This error is caused by the loss function shown below.
pos_predict is the data predicted by the model, pos_relaxed is the true value. The error is caused by this line
err += torch.sqrt(torch.sum(diff_pos[s] ** 2))
How can I rewrite it to a non-inplace operation form ?
def loss_func(model, batch, h):
pos_relaxed = batch["pos_relaxed"]
count_i_atom = batch["count_i_atom"]
cell = batch["cell"]
inv_cell = batch["inv_cell"]
# pos_predict is the data predicted by the model
pos_predict = model(h, batch)
n_obj = len(count_i_atom) - 1
frac_pos_a = torch.zeros_like(pos_relaxed)

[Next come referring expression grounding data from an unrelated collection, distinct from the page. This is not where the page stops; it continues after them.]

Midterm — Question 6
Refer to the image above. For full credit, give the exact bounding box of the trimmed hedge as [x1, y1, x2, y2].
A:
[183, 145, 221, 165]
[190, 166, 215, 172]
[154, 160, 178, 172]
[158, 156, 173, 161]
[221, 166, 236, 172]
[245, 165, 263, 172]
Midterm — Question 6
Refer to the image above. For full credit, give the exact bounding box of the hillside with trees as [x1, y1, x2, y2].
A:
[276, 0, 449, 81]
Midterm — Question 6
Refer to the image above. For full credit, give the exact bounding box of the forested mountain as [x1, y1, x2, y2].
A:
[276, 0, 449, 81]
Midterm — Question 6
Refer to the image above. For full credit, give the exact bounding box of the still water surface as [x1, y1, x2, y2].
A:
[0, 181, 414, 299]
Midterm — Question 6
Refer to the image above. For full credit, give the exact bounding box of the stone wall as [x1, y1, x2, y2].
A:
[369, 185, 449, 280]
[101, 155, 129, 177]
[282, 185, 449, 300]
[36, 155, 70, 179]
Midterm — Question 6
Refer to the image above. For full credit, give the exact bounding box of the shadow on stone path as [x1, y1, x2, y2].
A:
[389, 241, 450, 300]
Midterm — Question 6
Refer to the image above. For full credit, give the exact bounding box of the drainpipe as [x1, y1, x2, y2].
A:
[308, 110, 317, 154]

frac_pos_b = torch.zeros_like(pos_predict)
for i in range(n_obj):
s = slice(count_i_atom[i], count_i_atom[i+1])
a_inv_cell = inv_cell[(i*3):(i*3+3), :]
frac_pos_a[s] = torch.matmul(pos_relaxed[s], a_inv_cell)
frac_pos_b[s] = torch.matmul(pos_predict[s], a_inv_cell)
diff_pos = frac_pos_a - frac_pos_b
flag = diff_pos > 0.5
diff_pos[flag] -= 1.0
flag = diff_pos < -0.5
diff_pos[flag] += 1.0
err = 0
for i in range(n_obj):
s = slice(count_i_atom[i], count_i_atom[i+1])
a_cell = cell[(i*3):(i*3+3), :]
diff_pos[s] = torch.matmul(diff_pos[s], a_cell)
err += torch.sqrt(torch.sum(diff_pos[s] ** 2))
return err / n_obj
The error is
/mnt/d/software_install/pytorch/lib/python3.12/site-packages/torch/autograd/__init__.py:266: UserWarning: Error detected in PowBackward0. Traceback of forward call that caused the error:
File "/mnt/e/workdir/ML_ADS/my_code/test_egnn.py", line 263, in <module>
loss = loss_func(model, batch, h)
File "/mnt/e/workdir/ML_ADS/my_code/test_egnn.py", line 210, in loss_func
err += torch.sqrt(torch.sum(diff_pos[s] ** 2))
File "/mnt/d/software_install/pytorch/lib/python3.12/site-packages/torch/_tensor.py", line 40, in wrapped
return f(*args, **kwargs)
(Triggered internally at /opt/conda/conda-bld/pytorch_1708025569485/work/torch/csrc/autograd/python_anomaly_mode.cpp:113.)
Variable._execution_engine.run_backward( # Calls into the C++ engine to run the backward pass
Traceback (most recent call last):
File "/mnt/e/workdir/ML_ADS/my_code/test_egnn.py", line 265, in <module>
loss.backward()
File "/mnt/d/software_install/pytorch/lib/python3.12/site-packages/torch/_tensor.py", line 522, in backward
torch.autograd.backward(
File "/mnt/d/software_install/pytorch/lib/python3.12/site-packages/torch/autograd/__init__.py", line 266, in backward
Variable._execution_engine.run_backward( # Calls into the C++ engine to run the backward pass
RuntimeError: one of the variables needed for gradient computation has been modified by an inplace operation: [torch.FloatTensor [86, 3]], which is output 0 of AsStridedBackward0, is at version 4; expected version 3 instead. Hint: the backtrace further above shows the operation that failed to compute its gradient. The variable in question was changed in there or anywhere later. Good luck!